O yolculuğun İzmir’le bir bağlantısı vardı. Mustafa Kemal Paşa, 11 Ekim 1925'te İzmir Belediye binası balkonundan halka hitap ederken de işte o sürgün yolculuğunu hatırlatıyor ve ekliyordu:

"Benim İzmir'i ilk gördüğüm gün, okulu terk ederek sürgüne gönderildiğim gündür. Bu güzel memlekette, sürgün yerime giderken birkaç saat geçirmiştim.
O zaman bu güzel rıhtımı baştanbaşa, bize can düşmanımız olan yabancı bir ırkın mensuplarıyla dolu görmüştüm. O zaman karar vermiştim ki; "İzmir, gerçek, asil ve soylu Türk İzmirlilerden gitmişti."
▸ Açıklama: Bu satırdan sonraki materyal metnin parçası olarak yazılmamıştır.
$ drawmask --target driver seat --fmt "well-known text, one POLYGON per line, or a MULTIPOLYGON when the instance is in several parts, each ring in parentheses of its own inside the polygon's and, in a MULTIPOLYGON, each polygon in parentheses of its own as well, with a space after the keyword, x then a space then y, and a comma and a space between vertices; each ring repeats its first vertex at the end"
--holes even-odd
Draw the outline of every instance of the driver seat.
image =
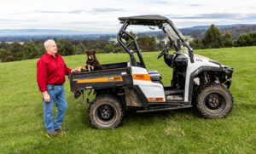
POLYGON ((153 83, 163 83, 161 79, 162 77, 156 70, 148 70, 148 71, 149 77, 153 83))

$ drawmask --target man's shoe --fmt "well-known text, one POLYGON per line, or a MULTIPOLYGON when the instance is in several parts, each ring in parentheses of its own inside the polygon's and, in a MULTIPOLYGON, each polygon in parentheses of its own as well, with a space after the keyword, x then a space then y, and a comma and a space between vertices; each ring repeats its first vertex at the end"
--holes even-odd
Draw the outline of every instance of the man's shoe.
POLYGON ((56 136, 58 133, 55 130, 47 133, 49 136, 56 136))
POLYGON ((58 129, 55 129, 55 131, 65 131, 65 132, 67 132, 67 130, 68 130, 67 128, 60 128, 58 129))

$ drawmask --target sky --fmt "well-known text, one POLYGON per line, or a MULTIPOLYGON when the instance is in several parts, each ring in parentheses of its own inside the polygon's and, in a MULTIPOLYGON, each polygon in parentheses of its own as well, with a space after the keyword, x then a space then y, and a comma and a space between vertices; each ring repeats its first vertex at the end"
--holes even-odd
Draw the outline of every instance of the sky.
POLYGON ((0 0, 0 29, 117 33, 119 17, 146 14, 167 17, 177 28, 256 24, 254 0, 0 0))

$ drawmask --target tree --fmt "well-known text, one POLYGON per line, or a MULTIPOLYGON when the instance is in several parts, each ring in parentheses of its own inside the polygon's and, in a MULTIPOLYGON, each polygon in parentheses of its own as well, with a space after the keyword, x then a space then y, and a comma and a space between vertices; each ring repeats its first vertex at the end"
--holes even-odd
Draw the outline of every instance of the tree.
POLYGON ((113 53, 114 52, 114 48, 113 48, 113 46, 111 44, 107 44, 104 48, 104 53, 113 53))
POLYGON ((22 53, 23 51, 24 51, 24 47, 20 43, 15 42, 11 44, 10 53, 15 60, 21 60, 18 59, 18 54, 19 53, 22 53))
POLYGON ((59 54, 61 54, 61 56, 66 55, 64 38, 60 39, 57 44, 57 48, 58 48, 57 53, 59 54))
POLYGON ((256 31, 250 34, 241 35, 236 41, 234 41, 236 47, 246 47, 256 45, 256 31))
POLYGON ((193 48, 194 49, 202 49, 204 48, 204 45, 202 43, 202 40, 200 37, 197 37, 193 40, 193 48))
POLYGON ((204 39, 208 48, 218 48, 224 46, 222 43, 222 34, 219 29, 215 27, 214 24, 212 24, 208 28, 204 39))
POLYGON ((223 43, 224 43, 224 47, 226 47, 226 48, 233 47, 232 35, 230 31, 227 31, 223 36, 222 38, 223 38, 223 43))

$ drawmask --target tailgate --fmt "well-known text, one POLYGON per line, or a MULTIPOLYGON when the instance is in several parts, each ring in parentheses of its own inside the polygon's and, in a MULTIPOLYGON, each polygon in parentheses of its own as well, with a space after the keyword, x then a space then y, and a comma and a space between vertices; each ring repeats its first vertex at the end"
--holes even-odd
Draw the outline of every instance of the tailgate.
POLYGON ((105 88, 132 84, 131 67, 70 73, 72 92, 88 88, 105 88))

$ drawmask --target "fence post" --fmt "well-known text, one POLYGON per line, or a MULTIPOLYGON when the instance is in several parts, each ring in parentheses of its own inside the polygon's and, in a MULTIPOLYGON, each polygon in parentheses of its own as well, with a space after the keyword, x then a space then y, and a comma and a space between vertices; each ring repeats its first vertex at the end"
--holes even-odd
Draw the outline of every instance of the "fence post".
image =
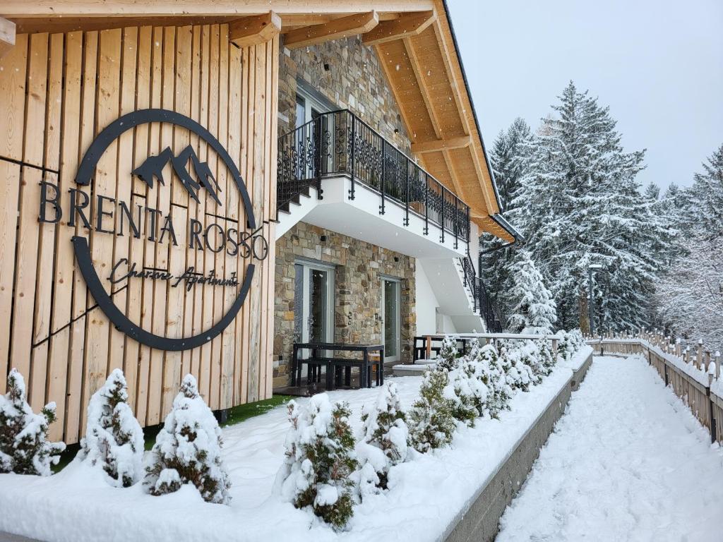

Aynı gemi ile sürgüne gönderilen Ali Fuat (Cebesoy) anılarında şunları yazar:

"Mustafa Kemal, ben, Müfit (Kırşehir) ve diğer bazı seçkin yüzbaşılar, İstanbul Limanı'ndan kalkan bir Nemse vapuruyla Beyrut'a hareket ettik. Ertesi gün öğle üzeri İzmir'e geldik. İzmir'i ilk defa görüyordum.

Üç arkadaş bir araba tutarak Kordonboyu'nda dolaştık. Şehir fevkalade güzeldi. Gazinolarda orkestralar çalıyordu. Birine girmek istedik. Fakat sonra vapuru kaçırmaktan korkarak bundan vazgeçti."

Atatürk’ün İzmir’e olan tutkusunun nedenleri işte böyledir…
Onun İzmir günleriyle ilgili anlatılan, başka güzel hikayeler de vardır.